To assess the effect of prone positioning therapy on intubation rate in awake patients with COVID-19 and acute respiratory failure.

Trial design

This is a two-center parallel group, superiority, randomized (1:1 allocation ratio) controlled trial.

Participants

All patients admitted to the Hospital Civil de Guadalajara and Hospital General de Occidente in Mexico for COVID-19 associated acute respiratory failure and in need of supplementary oxygen through high-flow nasal cannula are screened for eligibility.

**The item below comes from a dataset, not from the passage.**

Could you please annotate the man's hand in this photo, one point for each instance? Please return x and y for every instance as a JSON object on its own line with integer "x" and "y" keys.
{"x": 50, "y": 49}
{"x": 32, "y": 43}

Inclusion criteria: all adult patients admitted to the COVID-19 unit who test positive for COVID-19 by PCR-test and in need for oxygen are eligible for inclusion. Randomization starts upon identification of requirement of a fraction of inspired oxygen ≥30% for an oxygen capillary saturation of ≥90%

Exclusion criteria: less than 18 years-old, pregnancy, patients with immediate need of invasive mechanical ventilation (altered mental status, fatigue), vasopressor requirement to maintain median arterial pressure >65 mmHg, contraindications for prone positioning therapy (recent abdominal or thoracic surgery or trauma, facial, pelvic or spine fracture, untreated pneumothorax, do-not-resuscitate or do-not-intubate order, refusal or inability of the patient to enroll in the study.

Intervention and comparator

Patients of the intervention group will be asked to remain in a prone position throughout the day as long as possible, with breaks according to tolerance. Pillows will be offered for maximizing comfort at chest, pelvis and knees. Monitoring of vital signs will not be suspended. Inspired fraction of oxygen will be titrated to maintain a capillary saturation of 92%-95%. For patients in the control group, prone positioning will be allowed as a rescue therapy. Staff intensivists will monitor the patient’s status in both groups on a 24/7 basis. All other treatment will be unchanged and left to the attending physicians.

Main outcomes

Endotracheal intubation rate for mechanical ventilation at 28 days.

Randomisation

Patients will be randomly allocated to either prone positioning or control group at 1:1 ratio. Such randomization will be computer generated and stratified by center with permuted blocks and length of 4.

Blinding (masking)

Due to logistical reasons, only principal investigators and the data analyst will be blinded to group assignment.

Numbers to be randomised (sample size)

With an intubation rate of 60% according to recent reports from some American centers, and assuming a decrease to 40% to be clinically relevant, we calculated a total of 96 patients per group, for a beta error of 0.2, and alpha of 0.5. Therefore, we plan to recruit 200 patients, accounting for minimal losses to follow up, with 100 non-intubated patients in the prone position group and a 100 in the control group.

Trial Status

The local registration number is 048-20, with the protocol version number 2.0. The date of approval is 3rd May 2020. Recruitment started on 3^rd May and is expected to end in December 2020.

Trial registration

The protocol was retrospectively registered under the title: “Prone Positioning in Non-intubated Patients With COVID-19 Associated Acute Respiratory Failure. The PRO-CARF trial” in ClinicalTrials.gov with the registration number: NCT04477655. Registered on 20 July 2020.

Full protocol

The full protocol is attached as an additional file, accessible from the Trials website (Additional file 1). In the interest in expediting dissemination of this material, the familiar formatting has been eliminated; this Letter serves as a summary of the key elements of the full protocol.

The study protocol has been reported in accordance with the Standard Protocol Items: Recommendations for Clinical Interventional Trials (SPIRIT) guidelines (Additional file 2).

Supplementary Information

The online version contains supplementary material available at 10.1186/s13063-020-04882-2.

Authors’ contributions

MAIE led the writing of this editorial, and all of the other authors (MMR, RGS, SAAJ, QCP, JALP and GAA) contributed equally with comments and feedback. All authors read and approved the final manuscript.

Funding

Not applicable.

Availability of data and materials

The final dataset will be available to the research-team, to the local authorities and upon reasonable request to others after agreement of the local IRB. All data are anonymised and stored safely for five years according to local law.

Ethics approval and consent to participate

This trial has been approved on 3^rd May 2020 by Hospital Civil de Guadalajara Institutional Review Board, under the trial number 048-20.

I declare this IRB acts fully independent as an ethical committee and adheres to local law, GCP and the Helsinki Declaration.

According to inclusion/exclusion criteria, all participants are consented personally. Participants who are not able to give consent, will be excluded from the study.

Consent for publication

Not applicable.

Competing interests

The authors declare that they have no competing interests.